Walmart employees go to “academies” for training, testing and certification on certain processes, such as taking care of the store’s produce section, interacting with customers or preparing for Black Friday. As one person in a class wears the VR headset or goggles, what that person sees and experiences displays on a monitor for the class to follow.

Walmart has been using VR in training from startup STRIVR for just over a year. In classes using VR, Trainor said the company is seeing an increase in test scores as high as 15% over traditional methods of instruction. Trainor said his team members are convinced VR, with its ability to create 3D simulations, is here to stay as a training tool. 

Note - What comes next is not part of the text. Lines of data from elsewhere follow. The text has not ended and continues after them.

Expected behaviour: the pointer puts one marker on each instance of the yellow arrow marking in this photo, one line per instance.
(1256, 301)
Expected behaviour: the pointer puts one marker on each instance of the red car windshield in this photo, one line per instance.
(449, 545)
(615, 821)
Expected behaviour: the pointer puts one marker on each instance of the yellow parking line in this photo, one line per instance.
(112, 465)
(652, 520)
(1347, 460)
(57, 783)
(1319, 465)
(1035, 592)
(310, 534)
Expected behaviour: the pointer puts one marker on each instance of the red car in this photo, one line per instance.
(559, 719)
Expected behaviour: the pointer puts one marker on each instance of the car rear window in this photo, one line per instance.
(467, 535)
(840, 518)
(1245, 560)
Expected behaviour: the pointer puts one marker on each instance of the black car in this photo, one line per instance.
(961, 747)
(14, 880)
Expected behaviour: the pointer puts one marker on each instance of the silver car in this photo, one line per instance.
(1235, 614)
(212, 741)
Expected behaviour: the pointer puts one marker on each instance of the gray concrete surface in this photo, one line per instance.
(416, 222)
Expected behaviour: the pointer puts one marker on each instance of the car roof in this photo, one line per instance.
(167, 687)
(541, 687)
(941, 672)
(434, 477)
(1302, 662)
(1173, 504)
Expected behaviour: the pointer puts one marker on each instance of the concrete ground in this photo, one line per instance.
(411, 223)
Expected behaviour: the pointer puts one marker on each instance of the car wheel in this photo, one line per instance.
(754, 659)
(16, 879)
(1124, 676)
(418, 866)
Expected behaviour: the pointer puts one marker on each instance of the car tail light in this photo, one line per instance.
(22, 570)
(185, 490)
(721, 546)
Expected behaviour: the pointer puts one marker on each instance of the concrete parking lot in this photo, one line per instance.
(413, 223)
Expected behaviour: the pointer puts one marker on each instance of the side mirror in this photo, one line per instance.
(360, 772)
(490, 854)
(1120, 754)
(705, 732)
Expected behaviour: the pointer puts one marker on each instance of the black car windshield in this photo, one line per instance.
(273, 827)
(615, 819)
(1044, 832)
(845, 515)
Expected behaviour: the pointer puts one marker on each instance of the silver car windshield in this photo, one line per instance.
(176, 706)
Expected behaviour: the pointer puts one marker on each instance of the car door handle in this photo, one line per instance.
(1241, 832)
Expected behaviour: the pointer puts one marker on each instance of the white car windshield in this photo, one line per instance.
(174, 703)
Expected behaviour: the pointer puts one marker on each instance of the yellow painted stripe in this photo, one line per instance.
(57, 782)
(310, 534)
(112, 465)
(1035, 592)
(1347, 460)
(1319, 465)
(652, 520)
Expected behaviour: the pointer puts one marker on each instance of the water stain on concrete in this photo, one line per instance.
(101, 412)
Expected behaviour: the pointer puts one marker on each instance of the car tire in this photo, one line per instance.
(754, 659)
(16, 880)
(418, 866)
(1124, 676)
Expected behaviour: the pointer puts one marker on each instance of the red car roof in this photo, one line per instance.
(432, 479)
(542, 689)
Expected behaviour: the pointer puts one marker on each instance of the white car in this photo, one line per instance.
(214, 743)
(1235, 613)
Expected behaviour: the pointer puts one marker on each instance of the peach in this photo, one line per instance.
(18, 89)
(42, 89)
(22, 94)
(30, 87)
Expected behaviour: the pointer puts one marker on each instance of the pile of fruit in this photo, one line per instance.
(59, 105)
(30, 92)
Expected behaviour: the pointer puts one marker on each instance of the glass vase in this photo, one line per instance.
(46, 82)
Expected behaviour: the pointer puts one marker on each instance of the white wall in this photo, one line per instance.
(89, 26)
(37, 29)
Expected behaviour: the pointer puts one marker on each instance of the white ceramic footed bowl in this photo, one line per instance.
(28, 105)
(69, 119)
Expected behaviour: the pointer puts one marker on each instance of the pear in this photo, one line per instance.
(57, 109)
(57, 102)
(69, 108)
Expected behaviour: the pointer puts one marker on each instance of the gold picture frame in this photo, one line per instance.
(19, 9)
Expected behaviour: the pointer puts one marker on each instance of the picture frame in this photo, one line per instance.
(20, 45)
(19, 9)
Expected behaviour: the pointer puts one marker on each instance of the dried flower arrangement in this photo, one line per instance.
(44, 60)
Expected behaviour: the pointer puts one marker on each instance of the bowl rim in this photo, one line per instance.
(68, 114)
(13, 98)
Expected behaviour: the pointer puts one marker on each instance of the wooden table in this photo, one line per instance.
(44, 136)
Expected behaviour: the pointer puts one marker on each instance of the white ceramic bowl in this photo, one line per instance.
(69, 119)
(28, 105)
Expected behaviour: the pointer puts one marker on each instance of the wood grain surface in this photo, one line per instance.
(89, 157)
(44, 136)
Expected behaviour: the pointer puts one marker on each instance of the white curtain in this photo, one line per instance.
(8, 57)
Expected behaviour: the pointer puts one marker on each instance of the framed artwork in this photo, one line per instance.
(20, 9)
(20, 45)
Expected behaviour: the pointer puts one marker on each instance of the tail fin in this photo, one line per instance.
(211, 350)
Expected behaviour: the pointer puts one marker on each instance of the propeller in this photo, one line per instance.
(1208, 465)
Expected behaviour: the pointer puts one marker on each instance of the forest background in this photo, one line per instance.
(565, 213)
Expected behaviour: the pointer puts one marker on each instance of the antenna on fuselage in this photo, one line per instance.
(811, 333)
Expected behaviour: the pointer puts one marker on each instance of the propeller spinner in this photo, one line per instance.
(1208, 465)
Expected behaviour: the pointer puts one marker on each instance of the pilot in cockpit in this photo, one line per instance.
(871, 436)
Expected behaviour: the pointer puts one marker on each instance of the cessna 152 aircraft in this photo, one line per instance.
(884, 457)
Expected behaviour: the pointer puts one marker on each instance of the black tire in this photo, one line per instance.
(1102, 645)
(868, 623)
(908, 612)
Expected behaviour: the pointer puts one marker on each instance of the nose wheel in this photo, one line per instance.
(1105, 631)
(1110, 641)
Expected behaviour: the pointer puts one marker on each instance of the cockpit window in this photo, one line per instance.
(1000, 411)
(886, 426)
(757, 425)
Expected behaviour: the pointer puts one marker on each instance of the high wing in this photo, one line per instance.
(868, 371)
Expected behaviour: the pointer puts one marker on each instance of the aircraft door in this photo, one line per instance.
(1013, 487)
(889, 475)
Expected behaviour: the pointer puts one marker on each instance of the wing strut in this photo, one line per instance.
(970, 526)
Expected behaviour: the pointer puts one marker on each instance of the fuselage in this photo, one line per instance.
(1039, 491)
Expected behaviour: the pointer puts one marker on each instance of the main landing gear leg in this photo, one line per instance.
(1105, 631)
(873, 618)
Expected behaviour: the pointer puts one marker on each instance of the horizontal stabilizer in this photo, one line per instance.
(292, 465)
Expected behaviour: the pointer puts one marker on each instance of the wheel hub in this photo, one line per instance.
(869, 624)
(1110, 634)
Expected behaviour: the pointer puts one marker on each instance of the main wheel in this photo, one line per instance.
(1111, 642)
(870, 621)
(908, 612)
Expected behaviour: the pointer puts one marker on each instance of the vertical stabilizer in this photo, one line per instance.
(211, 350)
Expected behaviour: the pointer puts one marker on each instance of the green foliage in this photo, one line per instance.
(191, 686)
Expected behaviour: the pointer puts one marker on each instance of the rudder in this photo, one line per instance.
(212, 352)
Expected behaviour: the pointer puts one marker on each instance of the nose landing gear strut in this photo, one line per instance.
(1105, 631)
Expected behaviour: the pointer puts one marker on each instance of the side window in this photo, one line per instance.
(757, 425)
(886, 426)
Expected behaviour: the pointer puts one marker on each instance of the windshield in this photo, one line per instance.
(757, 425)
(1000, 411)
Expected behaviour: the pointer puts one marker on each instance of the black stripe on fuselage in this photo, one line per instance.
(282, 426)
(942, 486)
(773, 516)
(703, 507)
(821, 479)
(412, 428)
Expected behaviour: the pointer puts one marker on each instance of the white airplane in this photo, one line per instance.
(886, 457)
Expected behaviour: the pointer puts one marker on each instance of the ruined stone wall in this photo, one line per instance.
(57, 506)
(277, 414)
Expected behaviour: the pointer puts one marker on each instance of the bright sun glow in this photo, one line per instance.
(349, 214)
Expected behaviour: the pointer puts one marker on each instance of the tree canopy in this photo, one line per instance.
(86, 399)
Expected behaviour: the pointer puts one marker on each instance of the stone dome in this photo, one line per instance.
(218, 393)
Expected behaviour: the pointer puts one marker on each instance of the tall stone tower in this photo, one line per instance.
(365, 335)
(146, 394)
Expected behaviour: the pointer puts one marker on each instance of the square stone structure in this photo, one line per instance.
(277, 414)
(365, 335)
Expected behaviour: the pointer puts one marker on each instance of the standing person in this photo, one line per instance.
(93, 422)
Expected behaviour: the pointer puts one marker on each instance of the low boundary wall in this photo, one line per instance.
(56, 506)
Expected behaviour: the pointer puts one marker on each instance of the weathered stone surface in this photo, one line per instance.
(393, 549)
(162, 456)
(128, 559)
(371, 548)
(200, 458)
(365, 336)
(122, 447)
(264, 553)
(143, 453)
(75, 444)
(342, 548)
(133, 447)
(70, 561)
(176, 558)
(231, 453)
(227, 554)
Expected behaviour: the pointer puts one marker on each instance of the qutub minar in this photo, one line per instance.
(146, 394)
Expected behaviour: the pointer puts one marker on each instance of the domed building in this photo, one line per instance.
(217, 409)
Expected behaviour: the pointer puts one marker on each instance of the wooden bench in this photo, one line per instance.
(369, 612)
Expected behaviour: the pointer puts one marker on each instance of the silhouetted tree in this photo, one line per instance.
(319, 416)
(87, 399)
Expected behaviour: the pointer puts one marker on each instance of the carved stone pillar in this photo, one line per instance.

“Life isn’t 2D,” said Brock McKeel, senior director of digital operations at Walmart. For problems ranging from customer service issues to emergency weather planning, “we want our associates to be the best prepared that we can get them to be.”

Walmart has also created a simulation-type game that helps employees understand store management. The company plans to soon release its simulation as an app for anyone to experience, Trainor said.

The old ways of training are broken

The need to do things differently in learning was a theme at the HR Technology Conference.

Life isn’t 2D.
Brock McKeelsenior director of digital operations at Walmart

The idea that employees will take time out of their day to watch a training video or read material that may not be connected to their task at hand is not effective, said David Mallon, a vice president and chief analyst at Bersin, Deloitte Consulting, based in Oakland, Calif.

The traditional methods of learning “have fallen apart,” Mallon said. Employees “want to engage with content on their terms, when they need it, where they need it and in ways that make more sense.”

Mallon’s point is something Wendy’s realized about its restaurant workers, who understand technology and have expectations about content, said Coley O’Brien, chief people officer at the restaurant chain. Employees want the content to be quick, they want the ability to swipe, and videos should be 30 seconds or less, he said.

“We really had to think about how we evolve our training approach and our content to really meet their expectations,” said O’Brien, who presented at the conference.

Wendy’s also created simulations that reproduce some of the time pressures faced with certain food-preparation processes. Employees must make choices in simulations, and mistakes are tracked. The company uses Cornerstone OnDemand’s platform.

Restaurants in which employees received a certain level of certification see higher sales of 1% to 2%, increases in customer satisfaction and a turnover reduction as high as 20%, O’Brien said.